What does muddle mean?we found 3 entries for the meaning of muddle
 

Muddle \Mud"dle\, v. t. [imp. & p. p. Muddled; p. pr. & vb. n. Muddling.]

[From Mud.]

1. To make turbid, or muddy, as water. [Obs.]

He did ill to muddle the water. --L'Estrange.

2. To cloud or stupefy; to render stupid with liquor; to intoxicate partially.

Epicurus seems to have had brains so muddled and confounded, that he scarce ever kept in the right way. --Bentley.

Often drunk, always muddled. --Arbuthnot.

3. To waste or misuse, as one does who is stupid or intoxicated. [R.]

They muddle it [money] away without method or object, and without having anything to show for it. --Hazlitt.

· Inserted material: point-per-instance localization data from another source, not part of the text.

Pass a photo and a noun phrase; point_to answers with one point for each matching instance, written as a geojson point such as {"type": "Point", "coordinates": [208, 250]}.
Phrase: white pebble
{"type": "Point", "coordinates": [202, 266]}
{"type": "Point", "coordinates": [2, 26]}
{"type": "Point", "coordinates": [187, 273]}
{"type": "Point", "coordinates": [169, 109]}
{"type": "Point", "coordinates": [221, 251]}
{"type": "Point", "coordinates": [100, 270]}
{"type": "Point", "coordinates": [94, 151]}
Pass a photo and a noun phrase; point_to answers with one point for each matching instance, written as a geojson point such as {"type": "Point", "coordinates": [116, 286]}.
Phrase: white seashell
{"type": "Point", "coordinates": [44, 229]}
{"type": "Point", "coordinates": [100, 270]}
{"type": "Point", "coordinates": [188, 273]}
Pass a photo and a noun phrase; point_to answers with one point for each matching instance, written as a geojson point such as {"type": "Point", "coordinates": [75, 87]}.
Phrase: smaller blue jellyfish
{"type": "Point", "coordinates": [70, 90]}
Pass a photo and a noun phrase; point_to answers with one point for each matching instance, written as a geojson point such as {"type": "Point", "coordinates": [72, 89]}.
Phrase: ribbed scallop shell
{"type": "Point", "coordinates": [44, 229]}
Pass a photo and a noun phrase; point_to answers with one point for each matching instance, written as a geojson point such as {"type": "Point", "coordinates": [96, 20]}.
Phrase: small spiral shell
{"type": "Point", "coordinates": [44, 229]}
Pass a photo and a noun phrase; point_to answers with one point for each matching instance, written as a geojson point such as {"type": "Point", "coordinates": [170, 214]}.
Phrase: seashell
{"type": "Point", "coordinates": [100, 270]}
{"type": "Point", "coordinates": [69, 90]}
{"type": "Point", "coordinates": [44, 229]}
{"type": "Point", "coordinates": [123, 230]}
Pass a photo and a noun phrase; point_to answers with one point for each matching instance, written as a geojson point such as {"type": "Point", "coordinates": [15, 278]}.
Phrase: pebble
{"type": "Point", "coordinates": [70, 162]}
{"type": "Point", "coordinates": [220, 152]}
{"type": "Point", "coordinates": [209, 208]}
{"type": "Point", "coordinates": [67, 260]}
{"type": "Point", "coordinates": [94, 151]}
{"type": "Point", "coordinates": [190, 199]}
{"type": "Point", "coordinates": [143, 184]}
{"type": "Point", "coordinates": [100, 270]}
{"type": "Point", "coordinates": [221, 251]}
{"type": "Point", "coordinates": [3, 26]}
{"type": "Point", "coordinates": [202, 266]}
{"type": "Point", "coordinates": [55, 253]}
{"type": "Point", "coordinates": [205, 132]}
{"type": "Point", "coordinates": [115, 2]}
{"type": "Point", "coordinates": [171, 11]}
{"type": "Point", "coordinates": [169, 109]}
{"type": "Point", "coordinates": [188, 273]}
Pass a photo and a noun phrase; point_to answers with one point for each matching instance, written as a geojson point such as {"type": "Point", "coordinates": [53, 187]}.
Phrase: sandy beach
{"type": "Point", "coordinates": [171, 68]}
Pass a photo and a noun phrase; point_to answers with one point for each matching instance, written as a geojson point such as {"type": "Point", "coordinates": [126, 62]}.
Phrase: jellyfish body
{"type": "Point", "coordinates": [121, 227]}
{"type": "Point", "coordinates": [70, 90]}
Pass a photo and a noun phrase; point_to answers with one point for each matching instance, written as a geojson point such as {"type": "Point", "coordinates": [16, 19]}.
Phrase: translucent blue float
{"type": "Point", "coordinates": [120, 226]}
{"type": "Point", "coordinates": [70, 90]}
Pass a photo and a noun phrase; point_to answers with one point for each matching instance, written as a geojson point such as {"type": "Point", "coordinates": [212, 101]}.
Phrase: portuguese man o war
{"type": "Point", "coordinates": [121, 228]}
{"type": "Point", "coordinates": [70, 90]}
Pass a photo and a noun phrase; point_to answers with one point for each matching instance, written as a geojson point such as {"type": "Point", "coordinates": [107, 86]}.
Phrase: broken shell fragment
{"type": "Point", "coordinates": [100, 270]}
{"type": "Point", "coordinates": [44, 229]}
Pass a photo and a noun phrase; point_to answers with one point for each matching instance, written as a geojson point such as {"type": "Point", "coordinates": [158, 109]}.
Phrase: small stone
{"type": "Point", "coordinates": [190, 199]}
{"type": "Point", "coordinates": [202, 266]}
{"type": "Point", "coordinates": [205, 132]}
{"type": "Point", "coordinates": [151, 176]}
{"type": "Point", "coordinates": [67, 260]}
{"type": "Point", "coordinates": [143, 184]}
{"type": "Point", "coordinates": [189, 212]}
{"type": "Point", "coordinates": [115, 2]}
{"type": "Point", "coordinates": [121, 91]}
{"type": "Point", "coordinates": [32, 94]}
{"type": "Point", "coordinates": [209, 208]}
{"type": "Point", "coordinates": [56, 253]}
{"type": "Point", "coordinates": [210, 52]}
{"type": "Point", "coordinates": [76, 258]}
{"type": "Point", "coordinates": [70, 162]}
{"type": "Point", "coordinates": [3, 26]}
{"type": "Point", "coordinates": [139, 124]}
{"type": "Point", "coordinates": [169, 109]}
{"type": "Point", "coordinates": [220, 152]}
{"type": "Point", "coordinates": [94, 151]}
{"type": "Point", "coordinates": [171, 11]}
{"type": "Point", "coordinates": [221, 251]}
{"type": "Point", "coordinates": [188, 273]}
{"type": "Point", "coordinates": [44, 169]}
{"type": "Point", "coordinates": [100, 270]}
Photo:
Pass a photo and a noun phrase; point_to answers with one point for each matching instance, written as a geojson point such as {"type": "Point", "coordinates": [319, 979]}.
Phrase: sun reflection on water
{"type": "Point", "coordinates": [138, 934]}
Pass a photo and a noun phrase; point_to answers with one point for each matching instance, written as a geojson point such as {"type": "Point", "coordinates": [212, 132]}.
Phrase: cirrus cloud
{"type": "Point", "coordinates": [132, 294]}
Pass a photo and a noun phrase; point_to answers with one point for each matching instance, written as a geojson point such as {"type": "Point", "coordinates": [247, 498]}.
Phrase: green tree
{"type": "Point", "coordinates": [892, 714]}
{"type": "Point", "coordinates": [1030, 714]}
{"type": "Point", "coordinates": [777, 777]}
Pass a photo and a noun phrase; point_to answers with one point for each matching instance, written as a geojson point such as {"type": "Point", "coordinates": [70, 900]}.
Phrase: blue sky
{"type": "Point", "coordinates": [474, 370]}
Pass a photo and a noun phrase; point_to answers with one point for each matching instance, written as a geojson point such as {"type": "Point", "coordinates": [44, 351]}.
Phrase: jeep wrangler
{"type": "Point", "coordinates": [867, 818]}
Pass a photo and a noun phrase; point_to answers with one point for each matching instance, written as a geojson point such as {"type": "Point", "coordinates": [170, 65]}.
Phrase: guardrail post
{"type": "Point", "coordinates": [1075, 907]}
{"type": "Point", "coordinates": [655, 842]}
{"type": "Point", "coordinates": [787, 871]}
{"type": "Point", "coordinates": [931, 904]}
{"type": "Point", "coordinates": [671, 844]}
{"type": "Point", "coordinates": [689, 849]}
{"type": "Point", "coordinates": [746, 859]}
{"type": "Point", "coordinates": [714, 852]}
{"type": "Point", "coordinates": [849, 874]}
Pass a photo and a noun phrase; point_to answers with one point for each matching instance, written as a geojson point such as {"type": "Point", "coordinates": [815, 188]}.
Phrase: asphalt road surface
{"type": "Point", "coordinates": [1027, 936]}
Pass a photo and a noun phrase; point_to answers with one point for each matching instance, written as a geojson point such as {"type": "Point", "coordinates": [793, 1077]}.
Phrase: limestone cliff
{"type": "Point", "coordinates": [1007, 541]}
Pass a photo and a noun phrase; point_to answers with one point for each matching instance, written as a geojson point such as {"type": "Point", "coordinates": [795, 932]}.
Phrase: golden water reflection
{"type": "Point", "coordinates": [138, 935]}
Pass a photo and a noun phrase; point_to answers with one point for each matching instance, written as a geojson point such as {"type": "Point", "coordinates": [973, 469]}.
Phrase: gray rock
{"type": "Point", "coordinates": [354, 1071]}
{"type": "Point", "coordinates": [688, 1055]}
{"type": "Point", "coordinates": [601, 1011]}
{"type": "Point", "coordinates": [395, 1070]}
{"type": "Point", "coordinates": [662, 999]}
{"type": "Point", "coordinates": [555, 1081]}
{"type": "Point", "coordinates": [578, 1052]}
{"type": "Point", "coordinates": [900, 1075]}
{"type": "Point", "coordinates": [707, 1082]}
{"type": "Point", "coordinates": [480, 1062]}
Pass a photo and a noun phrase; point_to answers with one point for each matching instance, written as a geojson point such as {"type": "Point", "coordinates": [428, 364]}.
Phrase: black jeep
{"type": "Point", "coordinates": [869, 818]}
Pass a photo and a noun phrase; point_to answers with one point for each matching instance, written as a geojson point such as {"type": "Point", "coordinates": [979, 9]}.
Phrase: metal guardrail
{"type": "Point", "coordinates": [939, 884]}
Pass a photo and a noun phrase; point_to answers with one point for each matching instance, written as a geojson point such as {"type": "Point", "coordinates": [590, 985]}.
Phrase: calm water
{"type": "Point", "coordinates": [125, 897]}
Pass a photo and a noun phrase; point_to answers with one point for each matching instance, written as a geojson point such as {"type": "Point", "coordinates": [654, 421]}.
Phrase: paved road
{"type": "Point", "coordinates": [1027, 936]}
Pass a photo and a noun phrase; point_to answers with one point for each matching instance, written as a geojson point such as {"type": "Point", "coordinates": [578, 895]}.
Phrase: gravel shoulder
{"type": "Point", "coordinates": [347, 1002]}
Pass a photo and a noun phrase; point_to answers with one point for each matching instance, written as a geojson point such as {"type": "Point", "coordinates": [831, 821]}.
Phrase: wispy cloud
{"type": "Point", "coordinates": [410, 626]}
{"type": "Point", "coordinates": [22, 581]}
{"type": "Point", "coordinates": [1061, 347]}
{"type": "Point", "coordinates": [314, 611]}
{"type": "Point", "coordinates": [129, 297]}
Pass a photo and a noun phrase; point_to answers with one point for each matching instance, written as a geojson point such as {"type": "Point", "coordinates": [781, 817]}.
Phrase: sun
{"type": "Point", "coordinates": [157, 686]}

4. To mix confusedly; to confuse; to make a mess of; as, to muddle matters; also, to perplex; to mystify. --F. W. Newman.

Source: Webster's Revised Unabridged Dictionary (1913)
 

 

Muddle \Mud"dle\, v. i.

1. To dabble in mud. [Obs.]

--Swift.

2. To think and act in a confused, aimless way.

Source: Webster's Revised Unabridged Dictionary (1913)
 

 

Muddle \Mud"dle\, n. A state of being turbid or confused; hence, intellectual cloudiness or dullness.

We both grub on in a muddle. --Dickens.